Roberts hizo un gesto de indiferencia con las manos como si se rindiese. En las naves, las de verdad y que se encontraban al otro lado del Anillo, mantener el entorno seguro era siempre una prioridad. Siempre había que volver a comprobar que alguien ya había vuelto a comprobarlo todo y limpiar lo que alguien ya había limpiado. Dejarse llevar por los aires a esa velocidad sin asidero alguno era una forma rápida de morir y también de matar a tu tripulación y tu familia. Las grandes estaciones como Ceres, Higía, Ganímedes y ahora Medina tenían algo que volvía gilipollas a los jóvenes. Gilipollas e imprudentes.
A pesar de todo, una parte de él sentía pena por los voladores al ver que los había pillado la seguridad de la estación. Los niños eran niños. Seguro que tampoco era para tanto. Los jóvenes marcianos eran así. Los terrícolas también. Los cinturianos habían pasado demasiadas generaciones muriendo por su culpa, tampoco les costaría nada dejar a sus niños jugar de vez en cuando.
Entornó los ojos y miró hacia la luz. Los de seguridad y los voladores habían empezado a descender hacia la superficie, y el rastro de vapor de los propulsores creaba espirales de humo que se desplazaban muy despacio a contraluz por la línea del Sol.
—Qué mal —dijo Salis.
Vandercaust gruñó.
—¿Habéis oído lo de las duchas en la sección F? —comentó Roberts—. Vuelven a estar rotas.
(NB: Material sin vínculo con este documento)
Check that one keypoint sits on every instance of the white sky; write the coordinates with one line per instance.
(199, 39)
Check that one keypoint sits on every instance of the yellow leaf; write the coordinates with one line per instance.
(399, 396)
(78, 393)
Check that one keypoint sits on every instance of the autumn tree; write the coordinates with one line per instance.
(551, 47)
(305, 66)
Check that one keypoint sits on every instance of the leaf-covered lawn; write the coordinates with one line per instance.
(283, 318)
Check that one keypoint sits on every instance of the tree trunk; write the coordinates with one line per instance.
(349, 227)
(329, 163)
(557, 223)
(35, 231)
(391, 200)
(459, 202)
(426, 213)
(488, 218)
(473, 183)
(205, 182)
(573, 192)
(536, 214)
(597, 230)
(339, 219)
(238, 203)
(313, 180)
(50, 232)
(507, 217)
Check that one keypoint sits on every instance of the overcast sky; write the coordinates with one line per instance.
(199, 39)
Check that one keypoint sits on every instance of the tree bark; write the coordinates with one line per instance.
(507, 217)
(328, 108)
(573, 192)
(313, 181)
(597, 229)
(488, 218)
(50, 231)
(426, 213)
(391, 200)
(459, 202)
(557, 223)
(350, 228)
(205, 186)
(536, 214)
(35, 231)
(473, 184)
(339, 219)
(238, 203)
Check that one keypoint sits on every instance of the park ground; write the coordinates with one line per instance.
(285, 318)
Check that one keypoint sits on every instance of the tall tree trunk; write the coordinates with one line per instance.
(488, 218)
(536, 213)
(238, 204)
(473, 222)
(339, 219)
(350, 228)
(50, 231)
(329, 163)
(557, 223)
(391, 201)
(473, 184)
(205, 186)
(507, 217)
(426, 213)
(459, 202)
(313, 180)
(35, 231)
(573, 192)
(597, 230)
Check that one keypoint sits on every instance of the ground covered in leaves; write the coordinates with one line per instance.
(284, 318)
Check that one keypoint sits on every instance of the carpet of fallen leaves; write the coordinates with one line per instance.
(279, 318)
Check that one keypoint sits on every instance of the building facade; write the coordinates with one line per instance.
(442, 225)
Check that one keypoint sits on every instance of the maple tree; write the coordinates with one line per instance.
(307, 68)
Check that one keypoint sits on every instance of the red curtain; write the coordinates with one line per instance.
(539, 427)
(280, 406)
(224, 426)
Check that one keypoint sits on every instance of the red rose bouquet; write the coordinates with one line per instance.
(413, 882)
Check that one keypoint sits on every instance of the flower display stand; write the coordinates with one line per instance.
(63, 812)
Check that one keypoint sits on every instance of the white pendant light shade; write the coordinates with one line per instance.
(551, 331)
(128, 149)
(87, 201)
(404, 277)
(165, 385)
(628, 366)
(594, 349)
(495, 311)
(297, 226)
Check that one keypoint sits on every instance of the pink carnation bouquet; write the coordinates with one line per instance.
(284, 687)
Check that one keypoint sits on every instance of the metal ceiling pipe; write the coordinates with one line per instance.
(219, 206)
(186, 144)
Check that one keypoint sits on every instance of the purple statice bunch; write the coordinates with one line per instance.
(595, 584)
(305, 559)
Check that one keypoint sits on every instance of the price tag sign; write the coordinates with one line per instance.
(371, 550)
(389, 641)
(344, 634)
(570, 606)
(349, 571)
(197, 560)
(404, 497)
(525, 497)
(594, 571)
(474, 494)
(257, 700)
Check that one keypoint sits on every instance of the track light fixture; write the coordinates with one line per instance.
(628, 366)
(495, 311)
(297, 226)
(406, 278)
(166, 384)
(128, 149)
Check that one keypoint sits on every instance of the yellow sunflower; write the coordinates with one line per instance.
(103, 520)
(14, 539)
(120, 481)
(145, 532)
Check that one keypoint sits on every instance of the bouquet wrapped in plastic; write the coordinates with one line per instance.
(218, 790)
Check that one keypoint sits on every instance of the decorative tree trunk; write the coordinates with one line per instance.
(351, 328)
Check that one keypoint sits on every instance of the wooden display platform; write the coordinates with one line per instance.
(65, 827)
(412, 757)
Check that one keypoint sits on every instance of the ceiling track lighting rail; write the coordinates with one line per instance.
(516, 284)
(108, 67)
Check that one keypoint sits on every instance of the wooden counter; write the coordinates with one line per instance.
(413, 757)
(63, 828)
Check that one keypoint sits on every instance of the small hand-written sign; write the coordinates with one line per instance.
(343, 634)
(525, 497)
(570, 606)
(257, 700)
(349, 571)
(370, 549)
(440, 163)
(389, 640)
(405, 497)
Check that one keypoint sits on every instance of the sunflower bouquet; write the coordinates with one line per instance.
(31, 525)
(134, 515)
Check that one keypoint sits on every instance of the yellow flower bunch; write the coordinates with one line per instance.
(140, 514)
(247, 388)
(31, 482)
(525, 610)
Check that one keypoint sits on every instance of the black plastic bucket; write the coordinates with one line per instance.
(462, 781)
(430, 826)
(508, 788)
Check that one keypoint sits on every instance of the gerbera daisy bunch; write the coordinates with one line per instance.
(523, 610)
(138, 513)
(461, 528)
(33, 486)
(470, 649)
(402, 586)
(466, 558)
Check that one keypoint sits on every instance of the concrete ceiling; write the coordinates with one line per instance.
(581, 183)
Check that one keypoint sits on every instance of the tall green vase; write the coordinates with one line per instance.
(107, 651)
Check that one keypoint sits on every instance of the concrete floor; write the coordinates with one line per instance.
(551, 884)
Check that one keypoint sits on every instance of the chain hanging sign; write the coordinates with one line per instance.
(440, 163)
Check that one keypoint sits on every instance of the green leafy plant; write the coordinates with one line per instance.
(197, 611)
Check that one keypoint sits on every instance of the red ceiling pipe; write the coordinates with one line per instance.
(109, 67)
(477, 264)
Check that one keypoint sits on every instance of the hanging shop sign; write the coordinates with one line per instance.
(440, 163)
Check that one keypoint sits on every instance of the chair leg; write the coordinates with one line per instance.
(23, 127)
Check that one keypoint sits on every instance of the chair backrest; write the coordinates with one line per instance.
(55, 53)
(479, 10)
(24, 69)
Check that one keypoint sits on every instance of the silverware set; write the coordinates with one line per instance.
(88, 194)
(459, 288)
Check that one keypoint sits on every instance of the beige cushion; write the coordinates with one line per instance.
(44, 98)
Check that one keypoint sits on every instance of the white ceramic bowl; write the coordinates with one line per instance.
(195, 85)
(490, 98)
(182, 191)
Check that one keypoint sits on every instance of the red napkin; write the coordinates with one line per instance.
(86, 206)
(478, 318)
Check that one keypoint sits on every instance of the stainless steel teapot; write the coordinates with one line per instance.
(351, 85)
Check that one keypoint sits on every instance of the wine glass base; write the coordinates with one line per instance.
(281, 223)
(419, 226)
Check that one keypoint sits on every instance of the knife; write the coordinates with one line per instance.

—Todo está diseñado para funcionar a un g —explicó Vandercaust—. También las granjas. El agua de la tierra se acumula más de lo que debería. Si el tambor rotase a la velocidad que habían pensado los mormones, no pasarían estas cosas.
Roberts rio.
—No pasarían, pero nosotros estaríamos bien jodidos. Aplastados, nous.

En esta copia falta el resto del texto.